FREEDOM, CIOE’ IL RUGBY OLTRE LE SBARRE

Non mi ricordo quando è stata la prima volta. Probabilmente all’asilo. Sì, sicuramente all’asilo. Sono sicuro che un bambino mi aveva preso un gioco e io l’ho picchiato. Sì, dev’essere stata quella la prima volta.

La seconda, si fa per dire, invece la ricordo bene. Avevo 13 anni e avevo una fidanzatina. O, meglio, io dicevo che era la mia ragazza, lei non credo lo sapesse. E probabilmente non sarebbe stata d’accordo. E quando un altro ragazzo l’ha baciata l’ho picchiato. Forte. Fortissimo. Poi è diventato normale, naturale. Ho fatto a pugni per essere accettato dal branco, per dimostrare che non ero un codardo. Più picchiavo più amici avevo. Picchiavo i più piccoli e deboli. A volte anche quelli grossi. Dovevo dimostrare qualcosa, ma meglio picchiare i più piccoli. Non rischi.
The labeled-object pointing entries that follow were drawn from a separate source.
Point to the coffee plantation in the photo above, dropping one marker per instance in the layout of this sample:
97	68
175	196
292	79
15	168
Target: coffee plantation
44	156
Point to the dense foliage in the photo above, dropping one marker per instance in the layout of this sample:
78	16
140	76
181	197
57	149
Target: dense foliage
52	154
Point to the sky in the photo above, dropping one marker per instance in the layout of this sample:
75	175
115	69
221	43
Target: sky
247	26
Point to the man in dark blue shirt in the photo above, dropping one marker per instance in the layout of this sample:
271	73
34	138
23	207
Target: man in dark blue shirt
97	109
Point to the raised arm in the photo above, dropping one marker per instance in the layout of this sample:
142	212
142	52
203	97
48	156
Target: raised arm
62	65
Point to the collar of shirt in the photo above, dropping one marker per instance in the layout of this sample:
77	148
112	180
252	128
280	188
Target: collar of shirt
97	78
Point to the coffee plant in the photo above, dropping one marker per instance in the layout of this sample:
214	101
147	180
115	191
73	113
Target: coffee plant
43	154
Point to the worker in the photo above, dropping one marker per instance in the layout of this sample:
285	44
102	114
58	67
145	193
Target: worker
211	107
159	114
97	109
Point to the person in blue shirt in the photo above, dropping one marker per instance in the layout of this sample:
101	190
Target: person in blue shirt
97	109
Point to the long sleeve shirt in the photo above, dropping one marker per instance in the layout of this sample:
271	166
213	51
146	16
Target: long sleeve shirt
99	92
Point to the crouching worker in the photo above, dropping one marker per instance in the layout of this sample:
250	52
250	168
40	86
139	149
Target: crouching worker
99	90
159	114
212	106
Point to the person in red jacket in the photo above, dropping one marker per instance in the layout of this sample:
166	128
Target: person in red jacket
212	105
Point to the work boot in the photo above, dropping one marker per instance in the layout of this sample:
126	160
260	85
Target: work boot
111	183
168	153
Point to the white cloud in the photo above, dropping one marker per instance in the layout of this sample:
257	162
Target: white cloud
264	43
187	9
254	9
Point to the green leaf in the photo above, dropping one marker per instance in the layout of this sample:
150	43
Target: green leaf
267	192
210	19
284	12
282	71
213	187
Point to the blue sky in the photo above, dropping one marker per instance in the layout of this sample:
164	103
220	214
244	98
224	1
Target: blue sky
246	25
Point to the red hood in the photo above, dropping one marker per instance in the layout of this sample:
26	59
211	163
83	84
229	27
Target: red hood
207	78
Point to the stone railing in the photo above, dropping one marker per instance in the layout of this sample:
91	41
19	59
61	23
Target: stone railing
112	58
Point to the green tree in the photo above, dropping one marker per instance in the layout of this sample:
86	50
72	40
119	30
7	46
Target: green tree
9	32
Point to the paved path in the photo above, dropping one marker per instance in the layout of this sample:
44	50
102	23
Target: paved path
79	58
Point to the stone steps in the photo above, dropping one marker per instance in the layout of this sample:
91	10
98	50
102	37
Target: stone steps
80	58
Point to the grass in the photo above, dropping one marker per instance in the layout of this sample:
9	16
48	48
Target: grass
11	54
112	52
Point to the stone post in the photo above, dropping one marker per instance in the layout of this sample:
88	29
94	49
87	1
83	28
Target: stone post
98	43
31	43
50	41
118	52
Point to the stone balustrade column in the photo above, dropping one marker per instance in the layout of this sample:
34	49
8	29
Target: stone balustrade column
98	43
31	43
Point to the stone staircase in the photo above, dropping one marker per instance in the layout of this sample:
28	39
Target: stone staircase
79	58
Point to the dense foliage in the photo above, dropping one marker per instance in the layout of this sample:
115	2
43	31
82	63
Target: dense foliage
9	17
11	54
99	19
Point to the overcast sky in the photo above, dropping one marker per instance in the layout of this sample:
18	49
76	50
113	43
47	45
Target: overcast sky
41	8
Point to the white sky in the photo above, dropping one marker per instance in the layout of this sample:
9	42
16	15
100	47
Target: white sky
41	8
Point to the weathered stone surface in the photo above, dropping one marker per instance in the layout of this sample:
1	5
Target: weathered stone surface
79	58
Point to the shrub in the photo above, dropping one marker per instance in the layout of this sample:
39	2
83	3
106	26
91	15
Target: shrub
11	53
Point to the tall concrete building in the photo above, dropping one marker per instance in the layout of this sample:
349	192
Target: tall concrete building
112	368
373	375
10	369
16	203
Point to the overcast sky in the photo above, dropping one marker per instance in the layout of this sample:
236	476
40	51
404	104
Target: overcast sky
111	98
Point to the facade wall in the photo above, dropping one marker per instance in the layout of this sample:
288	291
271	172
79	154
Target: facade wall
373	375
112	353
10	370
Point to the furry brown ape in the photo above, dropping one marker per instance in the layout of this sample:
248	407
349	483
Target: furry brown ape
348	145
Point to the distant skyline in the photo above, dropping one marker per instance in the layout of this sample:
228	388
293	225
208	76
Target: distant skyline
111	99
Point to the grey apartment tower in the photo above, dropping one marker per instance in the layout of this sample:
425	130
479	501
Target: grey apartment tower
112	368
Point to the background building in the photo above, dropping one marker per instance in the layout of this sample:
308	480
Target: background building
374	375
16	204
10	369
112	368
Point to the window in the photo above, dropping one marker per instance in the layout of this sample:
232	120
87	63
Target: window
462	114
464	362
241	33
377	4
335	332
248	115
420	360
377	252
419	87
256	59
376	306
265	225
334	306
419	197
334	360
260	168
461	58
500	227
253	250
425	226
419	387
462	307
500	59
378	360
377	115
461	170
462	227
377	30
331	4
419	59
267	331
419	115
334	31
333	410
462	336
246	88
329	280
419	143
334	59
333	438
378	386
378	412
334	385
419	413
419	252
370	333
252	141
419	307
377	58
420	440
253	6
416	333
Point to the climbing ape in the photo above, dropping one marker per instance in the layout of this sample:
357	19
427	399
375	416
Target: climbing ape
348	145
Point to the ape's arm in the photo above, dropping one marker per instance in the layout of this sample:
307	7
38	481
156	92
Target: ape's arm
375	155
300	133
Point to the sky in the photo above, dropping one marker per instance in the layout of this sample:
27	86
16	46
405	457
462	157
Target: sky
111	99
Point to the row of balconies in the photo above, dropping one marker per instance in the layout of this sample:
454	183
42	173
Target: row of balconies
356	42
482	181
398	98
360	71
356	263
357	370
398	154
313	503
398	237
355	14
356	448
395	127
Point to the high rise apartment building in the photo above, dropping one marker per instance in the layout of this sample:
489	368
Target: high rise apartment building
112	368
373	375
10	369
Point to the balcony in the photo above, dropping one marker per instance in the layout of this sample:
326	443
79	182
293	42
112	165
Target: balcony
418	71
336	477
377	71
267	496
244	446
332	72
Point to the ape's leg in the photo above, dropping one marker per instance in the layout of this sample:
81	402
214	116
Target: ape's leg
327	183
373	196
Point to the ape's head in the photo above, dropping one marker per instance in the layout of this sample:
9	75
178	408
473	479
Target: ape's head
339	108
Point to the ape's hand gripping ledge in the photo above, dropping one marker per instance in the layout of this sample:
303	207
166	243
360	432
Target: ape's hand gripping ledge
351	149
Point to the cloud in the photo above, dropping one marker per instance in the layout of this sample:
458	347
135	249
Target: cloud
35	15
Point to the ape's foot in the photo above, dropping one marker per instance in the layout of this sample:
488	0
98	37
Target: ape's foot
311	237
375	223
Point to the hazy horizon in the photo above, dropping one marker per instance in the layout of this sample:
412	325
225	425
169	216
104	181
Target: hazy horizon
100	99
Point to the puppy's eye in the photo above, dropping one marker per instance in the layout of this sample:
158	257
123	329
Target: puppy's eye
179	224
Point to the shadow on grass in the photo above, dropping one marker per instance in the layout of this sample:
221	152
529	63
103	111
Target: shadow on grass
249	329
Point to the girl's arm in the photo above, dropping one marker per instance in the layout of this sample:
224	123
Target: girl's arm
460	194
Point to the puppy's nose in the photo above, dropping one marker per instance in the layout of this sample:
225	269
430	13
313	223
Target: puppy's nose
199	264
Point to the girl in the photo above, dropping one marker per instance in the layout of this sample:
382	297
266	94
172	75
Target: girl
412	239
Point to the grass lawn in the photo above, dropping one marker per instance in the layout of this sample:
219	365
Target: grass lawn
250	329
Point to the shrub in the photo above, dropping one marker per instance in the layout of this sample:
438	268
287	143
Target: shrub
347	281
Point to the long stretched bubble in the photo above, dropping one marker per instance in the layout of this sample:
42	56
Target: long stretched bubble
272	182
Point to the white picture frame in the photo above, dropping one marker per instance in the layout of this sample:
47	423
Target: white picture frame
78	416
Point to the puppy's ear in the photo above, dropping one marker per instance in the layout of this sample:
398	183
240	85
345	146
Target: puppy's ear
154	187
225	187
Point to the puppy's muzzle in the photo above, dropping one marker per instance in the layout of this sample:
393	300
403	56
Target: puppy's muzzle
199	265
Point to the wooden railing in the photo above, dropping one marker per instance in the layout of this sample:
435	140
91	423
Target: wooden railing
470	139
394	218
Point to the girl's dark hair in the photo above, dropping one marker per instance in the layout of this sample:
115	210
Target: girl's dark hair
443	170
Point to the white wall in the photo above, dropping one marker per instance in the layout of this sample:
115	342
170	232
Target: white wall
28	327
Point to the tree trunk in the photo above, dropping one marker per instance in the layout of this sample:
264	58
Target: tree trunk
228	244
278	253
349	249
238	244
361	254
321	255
Prima picchiavo per il branco, poi ho iniziato a pestare col branco. Picchiavamo altri branchi, o picchiavamo a caso, tanto per divertirci. O perché avevamo bevuto. O ci eravamo calati qualcosa. E la noia della città ci uccideva e allora via, in giro, senza meta. E se passava qualcuno che non ci piaceva giù botte. Tante. In tanti. Poi dovevo fare soldi, che mio padre mi aveva tagliato i fondi. E allora rapinavo. Negozi, appartamenti. E se reagivano erano pugni e calci. No, devo essere onesto. Pugni e calci arrivavano anche se non reagivano. Quelli erano gratis, compresi nel prezzo.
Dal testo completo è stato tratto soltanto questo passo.